You’d imagine the deep freeze that’s enveloped The Rural Retreat for the past few days would keep cats at home, where it’s warm. For the most part, that’s what’s happened, but despite her lost weekend Pandora’s wanderlust is undiminished. If anyone’s outside, it’s her.

That was so this afternoon, when Willow, ears twitching, rushed to the cat-flap and positioned herself halfway out (or halfway in, depending how you look at it) and took great interest in the outdoors. Growling was involved, so my guess was that she’d decided to bar entry to The Travelling Tabby.

I opened the door to let her in and discovered that the growling was emanating from her: a warning to Willow to leave her and her latest avian trophy alone. This was a bit on the selfish side, for she could have shared her booty with all The Pride and still have had a good feed. The unfortunate victim was a wood pigeon.

This (as far as we know) is her most sizeable catch. I was tempted to leave her with it, to see how she’d set about the dismantling process – she’d already done her best at decapitation – but decided it could set a dangerous precedent; next time it could be a pheasant, and the garden’s also had flying visits from a buzzard and a heron. Safe is better than sorry, so I confiscated her catch and left it at the bottom of the garden for pine martens and badgers to find.

Surprisingly, Pandora wasn’t too disgruntled. Maybe she realised that she’d bitten off more than she could chew.

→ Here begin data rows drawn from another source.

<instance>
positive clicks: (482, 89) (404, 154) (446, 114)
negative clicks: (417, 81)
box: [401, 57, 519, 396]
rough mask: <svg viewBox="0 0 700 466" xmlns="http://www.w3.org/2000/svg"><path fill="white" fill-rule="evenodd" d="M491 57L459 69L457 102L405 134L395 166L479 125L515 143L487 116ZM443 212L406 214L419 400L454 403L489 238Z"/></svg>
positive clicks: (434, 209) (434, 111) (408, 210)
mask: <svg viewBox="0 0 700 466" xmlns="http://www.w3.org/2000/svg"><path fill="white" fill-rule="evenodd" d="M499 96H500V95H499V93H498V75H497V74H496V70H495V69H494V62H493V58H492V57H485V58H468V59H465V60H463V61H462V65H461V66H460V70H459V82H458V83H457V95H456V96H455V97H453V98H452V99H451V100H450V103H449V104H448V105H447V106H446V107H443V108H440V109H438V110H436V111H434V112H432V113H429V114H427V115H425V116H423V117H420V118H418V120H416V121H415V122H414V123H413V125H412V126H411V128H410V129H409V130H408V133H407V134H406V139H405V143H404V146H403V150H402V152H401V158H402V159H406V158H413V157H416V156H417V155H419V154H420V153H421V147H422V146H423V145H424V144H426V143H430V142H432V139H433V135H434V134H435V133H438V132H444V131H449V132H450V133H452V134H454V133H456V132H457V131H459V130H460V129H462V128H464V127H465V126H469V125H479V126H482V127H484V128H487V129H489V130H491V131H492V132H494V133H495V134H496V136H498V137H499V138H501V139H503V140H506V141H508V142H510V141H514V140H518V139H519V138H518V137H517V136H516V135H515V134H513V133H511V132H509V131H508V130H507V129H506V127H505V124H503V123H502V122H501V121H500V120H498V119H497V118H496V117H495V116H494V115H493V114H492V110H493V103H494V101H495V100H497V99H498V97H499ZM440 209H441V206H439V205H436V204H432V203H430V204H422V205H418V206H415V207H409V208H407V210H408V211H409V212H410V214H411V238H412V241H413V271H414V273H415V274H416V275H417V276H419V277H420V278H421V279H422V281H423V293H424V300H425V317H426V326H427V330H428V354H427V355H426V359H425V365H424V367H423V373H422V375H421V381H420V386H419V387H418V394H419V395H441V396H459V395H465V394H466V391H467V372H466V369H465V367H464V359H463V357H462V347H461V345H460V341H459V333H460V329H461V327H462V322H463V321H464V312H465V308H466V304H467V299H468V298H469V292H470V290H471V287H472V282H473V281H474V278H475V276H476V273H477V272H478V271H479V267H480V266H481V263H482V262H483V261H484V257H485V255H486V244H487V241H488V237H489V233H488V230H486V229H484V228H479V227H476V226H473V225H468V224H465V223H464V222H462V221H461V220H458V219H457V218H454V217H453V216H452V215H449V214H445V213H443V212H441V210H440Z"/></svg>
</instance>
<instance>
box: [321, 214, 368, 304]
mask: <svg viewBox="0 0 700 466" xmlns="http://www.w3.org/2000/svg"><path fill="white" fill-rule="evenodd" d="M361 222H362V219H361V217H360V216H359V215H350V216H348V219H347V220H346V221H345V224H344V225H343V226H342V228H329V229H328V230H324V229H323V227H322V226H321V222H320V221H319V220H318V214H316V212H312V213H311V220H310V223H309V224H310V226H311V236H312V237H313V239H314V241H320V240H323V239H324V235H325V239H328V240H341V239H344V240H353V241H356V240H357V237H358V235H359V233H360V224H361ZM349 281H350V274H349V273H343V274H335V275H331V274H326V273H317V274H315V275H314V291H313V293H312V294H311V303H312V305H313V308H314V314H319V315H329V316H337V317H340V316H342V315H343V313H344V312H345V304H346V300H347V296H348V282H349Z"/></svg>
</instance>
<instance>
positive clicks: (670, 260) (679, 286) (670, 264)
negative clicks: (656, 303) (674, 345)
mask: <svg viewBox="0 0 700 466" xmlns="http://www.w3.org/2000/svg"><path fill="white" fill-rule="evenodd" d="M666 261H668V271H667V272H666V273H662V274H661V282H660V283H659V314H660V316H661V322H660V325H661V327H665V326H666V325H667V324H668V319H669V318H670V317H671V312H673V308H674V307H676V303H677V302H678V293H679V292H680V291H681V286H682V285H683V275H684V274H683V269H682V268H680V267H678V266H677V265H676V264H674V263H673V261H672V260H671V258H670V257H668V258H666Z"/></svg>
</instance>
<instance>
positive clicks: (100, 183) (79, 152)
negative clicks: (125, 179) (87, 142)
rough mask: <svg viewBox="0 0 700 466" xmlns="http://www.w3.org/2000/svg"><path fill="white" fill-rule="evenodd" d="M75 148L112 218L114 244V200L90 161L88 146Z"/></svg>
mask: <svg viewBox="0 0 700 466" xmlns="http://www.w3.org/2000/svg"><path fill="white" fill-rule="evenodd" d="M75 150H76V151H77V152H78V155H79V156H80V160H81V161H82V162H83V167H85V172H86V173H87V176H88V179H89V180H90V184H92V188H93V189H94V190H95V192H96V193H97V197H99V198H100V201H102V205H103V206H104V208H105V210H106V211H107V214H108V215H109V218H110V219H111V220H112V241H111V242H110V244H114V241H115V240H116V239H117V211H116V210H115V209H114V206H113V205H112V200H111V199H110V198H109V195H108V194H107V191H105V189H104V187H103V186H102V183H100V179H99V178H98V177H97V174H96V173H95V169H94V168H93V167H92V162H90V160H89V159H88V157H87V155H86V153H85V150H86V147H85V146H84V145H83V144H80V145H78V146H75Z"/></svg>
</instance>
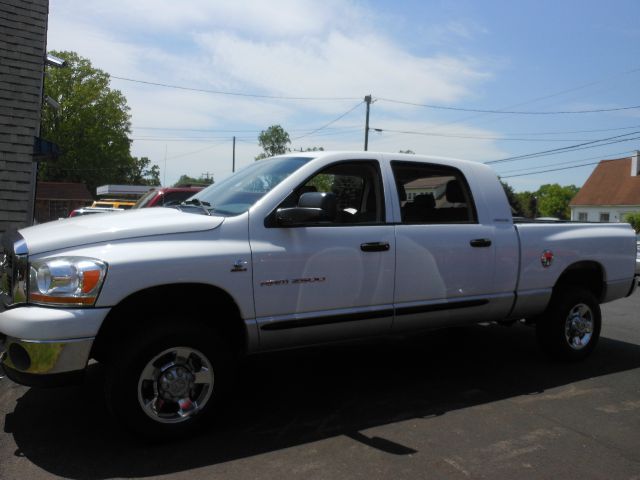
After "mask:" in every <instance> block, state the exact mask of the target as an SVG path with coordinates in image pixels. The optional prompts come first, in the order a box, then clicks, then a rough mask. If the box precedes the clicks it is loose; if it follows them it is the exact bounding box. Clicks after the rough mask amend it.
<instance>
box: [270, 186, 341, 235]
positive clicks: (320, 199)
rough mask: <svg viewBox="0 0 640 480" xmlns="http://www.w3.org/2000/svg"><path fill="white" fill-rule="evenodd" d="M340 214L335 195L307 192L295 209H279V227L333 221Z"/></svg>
mask: <svg viewBox="0 0 640 480" xmlns="http://www.w3.org/2000/svg"><path fill="white" fill-rule="evenodd" d="M337 214H338V202H337V200H336V195H335V193H320V192H307V193H303V194H302V195H301V196H300V199H299V200H298V206H297V207H294V208H279V209H278V210H277V211H276V220H277V222H278V225H281V226H287V227H294V226H296V225H304V224H308V223H315V222H323V221H325V222H326V221H332V220H334V219H335V218H336V215H337Z"/></svg>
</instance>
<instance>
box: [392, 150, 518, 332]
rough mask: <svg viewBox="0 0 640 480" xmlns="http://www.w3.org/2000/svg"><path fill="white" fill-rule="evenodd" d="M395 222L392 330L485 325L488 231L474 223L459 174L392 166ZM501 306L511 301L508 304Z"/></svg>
mask: <svg viewBox="0 0 640 480" xmlns="http://www.w3.org/2000/svg"><path fill="white" fill-rule="evenodd" d="M391 169H392V171H393V175H394V179H395V183H396V186H397V195H398V202H399V204H400V222H399V223H398V224H397V225H396V281H395V295H394V304H395V308H396V317H395V321H394V330H409V329H414V328H422V327H425V328H426V327H433V326H440V325H451V324H454V323H458V322H466V321H468V320H471V321H482V320H483V319H487V318H491V315H492V310H493V307H494V306H495V305H494V303H495V302H500V301H505V300H502V299H499V298H495V296H493V295H491V292H492V289H493V281H494V273H495V271H494V269H495V262H496V260H495V256H496V250H495V243H494V227H493V226H491V225H489V226H485V225H482V224H480V223H479V222H478V214H477V211H476V206H475V201H474V199H473V197H472V195H471V190H470V188H469V186H468V183H467V180H466V178H465V177H464V175H463V174H462V172H460V171H459V170H458V169H456V168H453V167H450V166H443V165H438V164H429V163H421V162H401V161H392V162H391ZM506 301H510V299H509V300H506Z"/></svg>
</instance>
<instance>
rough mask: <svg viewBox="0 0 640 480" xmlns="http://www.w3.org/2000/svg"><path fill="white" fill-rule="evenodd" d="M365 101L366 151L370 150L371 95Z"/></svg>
mask: <svg viewBox="0 0 640 480" xmlns="http://www.w3.org/2000/svg"><path fill="white" fill-rule="evenodd" d="M364 101H365V102H366V103H367V119H366V120H365V123H364V151H365V152H366V151H367V150H368V148H369V108H370V107H371V94H369V95H367V96H366V97H364Z"/></svg>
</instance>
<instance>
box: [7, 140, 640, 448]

Running Update: It’s less than 100 days to the London Marathon. Week Three training ended today with an 80-minute run that took me through 7.61 miles of icy Highland scenery. Fortunately there was no wind and after five minutes I’d warmed up enough to forget the cold. My runs have improved on this point last year, which they should have done after 12 months of hard work. Maybe this time I’ll claim the sub-5hr marathon I’d over-optimistically hoped to run in 2018. We’ll see.